Brusselmans wordt in elk geval vaak in één adem met Tom Lanoye genoemd, omdat zij als twee jonge Vlamingen - generatiegenoten van Van Bastelaere - nu bij de Nederlandse uitgever Bert Bakker verschijnen. Brusselmans' Man die werk vond is echter op zich zo intrigerend, dat hij verdient om apart in de belangstelling te staan.
Hoofdfiguur is een man die werk vond; als bibliothecaris in een staatsinstelling - net zoals Brusselmans zèlf. Het werk is eerder zinloos, inefficiënt, en het personage komt er niet toe om welk aspect dan ook ervan ten nutte te maken. Louis Tinner, zo heet de hoofdfiguur, is uitermate serieus; zo verregaand dat het vaak erg grappig wordt. Als er gelachen wordt - in of met de tekst - dan is dat echter zelden een eclatante, bevrijdende lach, maar veeleer een grimas, een salvo van cynisme. De auteur, Herman Brusselmans, geboren in 1957, blijkt even ernstig als hij met het nodige wikken en wegen commentaar levert bij zijn proza.

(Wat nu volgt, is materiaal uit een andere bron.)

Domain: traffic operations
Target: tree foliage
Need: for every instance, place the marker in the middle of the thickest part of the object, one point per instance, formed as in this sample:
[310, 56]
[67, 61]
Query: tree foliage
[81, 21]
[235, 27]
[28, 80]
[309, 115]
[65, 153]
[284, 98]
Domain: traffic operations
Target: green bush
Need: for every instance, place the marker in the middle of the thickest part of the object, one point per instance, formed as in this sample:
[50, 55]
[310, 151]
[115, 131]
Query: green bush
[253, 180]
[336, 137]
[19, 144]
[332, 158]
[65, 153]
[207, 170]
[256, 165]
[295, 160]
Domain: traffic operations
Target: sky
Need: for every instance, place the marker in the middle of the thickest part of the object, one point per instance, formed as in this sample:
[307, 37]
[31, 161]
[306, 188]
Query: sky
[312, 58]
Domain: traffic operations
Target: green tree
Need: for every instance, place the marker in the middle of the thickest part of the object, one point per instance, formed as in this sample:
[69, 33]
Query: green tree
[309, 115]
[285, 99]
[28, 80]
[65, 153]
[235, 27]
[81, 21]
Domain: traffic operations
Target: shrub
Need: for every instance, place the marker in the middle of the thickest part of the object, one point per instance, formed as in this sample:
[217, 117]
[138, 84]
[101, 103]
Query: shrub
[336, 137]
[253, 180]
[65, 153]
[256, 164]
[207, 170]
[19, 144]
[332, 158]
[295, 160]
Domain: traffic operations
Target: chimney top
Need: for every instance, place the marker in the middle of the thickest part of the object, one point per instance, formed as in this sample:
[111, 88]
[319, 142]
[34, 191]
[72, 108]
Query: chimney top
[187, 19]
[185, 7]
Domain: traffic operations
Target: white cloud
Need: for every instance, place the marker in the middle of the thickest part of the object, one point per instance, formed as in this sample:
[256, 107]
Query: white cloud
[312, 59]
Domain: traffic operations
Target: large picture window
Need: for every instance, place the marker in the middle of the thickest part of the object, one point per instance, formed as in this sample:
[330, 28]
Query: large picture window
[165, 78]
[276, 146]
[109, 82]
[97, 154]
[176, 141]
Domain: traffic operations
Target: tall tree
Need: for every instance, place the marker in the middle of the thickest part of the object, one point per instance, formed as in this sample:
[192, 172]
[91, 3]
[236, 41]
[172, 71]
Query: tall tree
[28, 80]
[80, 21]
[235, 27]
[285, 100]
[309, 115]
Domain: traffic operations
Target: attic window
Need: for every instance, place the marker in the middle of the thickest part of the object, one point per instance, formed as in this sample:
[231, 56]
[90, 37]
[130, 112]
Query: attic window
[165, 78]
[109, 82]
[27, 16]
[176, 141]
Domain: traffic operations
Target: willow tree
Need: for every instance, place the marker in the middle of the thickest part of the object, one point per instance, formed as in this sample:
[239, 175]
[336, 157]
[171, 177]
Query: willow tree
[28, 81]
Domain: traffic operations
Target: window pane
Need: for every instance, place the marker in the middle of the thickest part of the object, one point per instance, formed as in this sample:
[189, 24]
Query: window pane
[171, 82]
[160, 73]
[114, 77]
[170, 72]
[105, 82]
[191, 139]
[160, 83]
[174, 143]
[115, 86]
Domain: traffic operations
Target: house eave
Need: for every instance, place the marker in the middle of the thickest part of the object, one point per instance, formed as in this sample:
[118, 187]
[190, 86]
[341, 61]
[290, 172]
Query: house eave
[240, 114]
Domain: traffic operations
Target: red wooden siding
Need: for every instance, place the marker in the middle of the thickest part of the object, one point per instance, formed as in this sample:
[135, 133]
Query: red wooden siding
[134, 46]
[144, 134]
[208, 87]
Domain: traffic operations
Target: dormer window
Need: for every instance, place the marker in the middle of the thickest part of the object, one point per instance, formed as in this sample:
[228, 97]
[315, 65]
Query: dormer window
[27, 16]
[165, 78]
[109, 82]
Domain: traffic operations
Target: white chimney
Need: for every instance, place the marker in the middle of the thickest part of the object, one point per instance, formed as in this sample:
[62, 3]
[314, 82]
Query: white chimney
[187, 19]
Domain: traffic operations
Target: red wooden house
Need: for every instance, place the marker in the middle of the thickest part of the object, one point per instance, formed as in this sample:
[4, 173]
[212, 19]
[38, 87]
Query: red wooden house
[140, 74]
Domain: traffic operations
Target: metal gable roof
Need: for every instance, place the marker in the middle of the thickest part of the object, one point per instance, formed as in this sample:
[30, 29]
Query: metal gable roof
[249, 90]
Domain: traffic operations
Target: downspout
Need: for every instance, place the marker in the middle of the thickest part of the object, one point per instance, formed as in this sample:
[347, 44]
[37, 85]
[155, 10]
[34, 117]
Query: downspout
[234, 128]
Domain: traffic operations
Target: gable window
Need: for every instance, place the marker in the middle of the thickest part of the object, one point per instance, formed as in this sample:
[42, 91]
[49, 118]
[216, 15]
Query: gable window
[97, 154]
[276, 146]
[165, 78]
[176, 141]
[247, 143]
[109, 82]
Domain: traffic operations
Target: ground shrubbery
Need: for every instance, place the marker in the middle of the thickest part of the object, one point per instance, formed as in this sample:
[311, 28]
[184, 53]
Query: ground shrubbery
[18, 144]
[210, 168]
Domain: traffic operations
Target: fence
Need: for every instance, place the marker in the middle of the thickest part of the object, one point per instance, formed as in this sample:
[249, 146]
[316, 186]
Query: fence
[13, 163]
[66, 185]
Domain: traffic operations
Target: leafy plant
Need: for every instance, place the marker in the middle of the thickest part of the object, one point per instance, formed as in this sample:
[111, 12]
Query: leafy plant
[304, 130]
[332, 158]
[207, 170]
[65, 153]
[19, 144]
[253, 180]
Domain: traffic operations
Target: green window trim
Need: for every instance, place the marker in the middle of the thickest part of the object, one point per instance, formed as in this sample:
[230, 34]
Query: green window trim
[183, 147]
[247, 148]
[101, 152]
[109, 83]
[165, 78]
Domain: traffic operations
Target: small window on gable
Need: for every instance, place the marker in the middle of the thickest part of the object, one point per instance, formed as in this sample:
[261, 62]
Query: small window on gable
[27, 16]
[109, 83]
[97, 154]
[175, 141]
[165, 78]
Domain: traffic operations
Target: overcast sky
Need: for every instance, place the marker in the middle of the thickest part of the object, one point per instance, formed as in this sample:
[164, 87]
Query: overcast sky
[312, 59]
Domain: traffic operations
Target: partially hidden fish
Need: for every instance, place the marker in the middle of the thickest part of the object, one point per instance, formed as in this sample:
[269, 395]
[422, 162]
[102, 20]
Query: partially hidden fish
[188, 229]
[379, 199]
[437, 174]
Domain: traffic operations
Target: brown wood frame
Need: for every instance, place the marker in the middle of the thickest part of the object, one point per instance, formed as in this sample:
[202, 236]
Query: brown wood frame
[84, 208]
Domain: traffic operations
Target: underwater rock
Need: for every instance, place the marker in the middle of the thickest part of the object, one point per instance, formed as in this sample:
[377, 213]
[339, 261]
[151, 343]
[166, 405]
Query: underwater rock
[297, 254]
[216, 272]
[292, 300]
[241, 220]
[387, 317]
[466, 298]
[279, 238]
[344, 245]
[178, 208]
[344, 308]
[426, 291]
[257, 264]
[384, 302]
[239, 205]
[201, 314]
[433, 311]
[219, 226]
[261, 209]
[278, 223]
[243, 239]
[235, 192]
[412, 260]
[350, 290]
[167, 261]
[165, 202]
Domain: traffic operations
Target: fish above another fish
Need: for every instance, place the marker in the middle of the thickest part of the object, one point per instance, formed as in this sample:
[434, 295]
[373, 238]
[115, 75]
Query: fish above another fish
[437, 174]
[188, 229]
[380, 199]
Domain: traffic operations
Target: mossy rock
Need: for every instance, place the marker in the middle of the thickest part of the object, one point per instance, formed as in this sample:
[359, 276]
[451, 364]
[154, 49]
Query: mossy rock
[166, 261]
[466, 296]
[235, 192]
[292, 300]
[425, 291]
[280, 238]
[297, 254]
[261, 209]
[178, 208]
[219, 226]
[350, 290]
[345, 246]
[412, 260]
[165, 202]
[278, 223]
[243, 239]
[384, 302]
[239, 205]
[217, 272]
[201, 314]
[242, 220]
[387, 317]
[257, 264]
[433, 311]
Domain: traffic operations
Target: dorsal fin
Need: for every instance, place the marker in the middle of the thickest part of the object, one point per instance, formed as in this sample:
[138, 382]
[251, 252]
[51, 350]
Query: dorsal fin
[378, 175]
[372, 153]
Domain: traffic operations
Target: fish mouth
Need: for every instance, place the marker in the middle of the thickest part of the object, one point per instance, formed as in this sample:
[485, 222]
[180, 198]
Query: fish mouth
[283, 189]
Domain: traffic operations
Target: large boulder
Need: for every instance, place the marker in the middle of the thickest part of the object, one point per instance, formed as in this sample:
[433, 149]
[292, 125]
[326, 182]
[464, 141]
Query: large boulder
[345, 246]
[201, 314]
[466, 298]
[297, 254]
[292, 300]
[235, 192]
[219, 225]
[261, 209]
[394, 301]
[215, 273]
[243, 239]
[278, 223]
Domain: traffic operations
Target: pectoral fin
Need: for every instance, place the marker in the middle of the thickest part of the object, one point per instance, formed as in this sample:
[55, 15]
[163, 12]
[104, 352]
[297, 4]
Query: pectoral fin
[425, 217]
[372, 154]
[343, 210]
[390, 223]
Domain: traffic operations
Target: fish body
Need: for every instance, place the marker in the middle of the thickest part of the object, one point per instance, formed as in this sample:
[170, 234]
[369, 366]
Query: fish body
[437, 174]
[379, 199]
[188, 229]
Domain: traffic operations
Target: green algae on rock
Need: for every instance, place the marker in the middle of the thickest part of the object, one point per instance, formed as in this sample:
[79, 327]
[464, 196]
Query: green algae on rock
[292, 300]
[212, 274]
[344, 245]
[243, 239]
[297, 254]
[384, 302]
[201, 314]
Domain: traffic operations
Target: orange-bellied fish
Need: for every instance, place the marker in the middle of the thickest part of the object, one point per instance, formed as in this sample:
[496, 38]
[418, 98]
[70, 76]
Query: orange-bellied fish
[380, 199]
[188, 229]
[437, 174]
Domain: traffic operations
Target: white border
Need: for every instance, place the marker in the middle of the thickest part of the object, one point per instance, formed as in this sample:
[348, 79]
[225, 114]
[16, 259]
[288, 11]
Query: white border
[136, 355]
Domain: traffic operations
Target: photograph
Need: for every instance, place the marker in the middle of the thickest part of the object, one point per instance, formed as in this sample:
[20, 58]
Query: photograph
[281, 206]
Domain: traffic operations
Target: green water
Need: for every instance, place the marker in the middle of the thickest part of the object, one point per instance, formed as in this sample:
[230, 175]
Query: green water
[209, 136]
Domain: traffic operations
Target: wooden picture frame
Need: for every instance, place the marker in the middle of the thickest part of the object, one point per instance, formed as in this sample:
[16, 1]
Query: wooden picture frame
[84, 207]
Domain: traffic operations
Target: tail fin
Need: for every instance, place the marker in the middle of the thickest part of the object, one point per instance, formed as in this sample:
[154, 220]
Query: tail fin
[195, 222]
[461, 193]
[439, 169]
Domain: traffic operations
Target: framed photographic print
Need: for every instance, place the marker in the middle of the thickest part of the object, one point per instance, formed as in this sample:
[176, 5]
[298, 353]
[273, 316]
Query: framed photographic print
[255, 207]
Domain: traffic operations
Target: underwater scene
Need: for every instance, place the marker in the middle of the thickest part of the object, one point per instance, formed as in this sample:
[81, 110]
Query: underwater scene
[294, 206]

"lk vind de man die werk vond totnogtoe mijn beste boek. In Het Zinneloze Zeilen vind je eigenlijk eerder vier aanzetten tot romans terug. Nu is er, na Prachtige Ogen, een échte roman. Uitgebalanceerd, evenwichtiger samengesteld. Ik vind Het Zinneloze Zeilen een typisch debuutboek, ook al heeft de pers zich toen uitgesloofd in het aanduiden van invloeden, als Freud, de Sade, weetikveel. Terwijl ik daar niet één seconde aan gedacht heb, en veeleer wat krabbelde omdat me dat wel wat leek. Met het tweede boek vond men invloeden van Salinger, Catcher in the Rye. Dat was ook niet zo moeilijk want dat stond in het boek zelf. En nu is het dus Gerard Reve: De Avonden. Dat werd al gezegd door dé lectoren van uitgeverij Bert Bakker, en nu wordt het in zowat elke recensie gemeld. En het is wellicht ook wel zo, maar ik heb dat niet bewust zo gedaan. Oorspronkelijk was De Man die werk vond immers ook een kortverhaal, het is indertijd nog gepubliceerd in Heibel. Terug op zoek naar oud werk, heb ik 't herlezen, er een tweede hoofdstuk aan Toegevoegd, en zo is langzaam aan het huidige boek ontstaan; voor mezelf werd de structuur, de plot van het boek nu ook veel sneller duidelijk. Ik heb het wat meer kunnen plannen.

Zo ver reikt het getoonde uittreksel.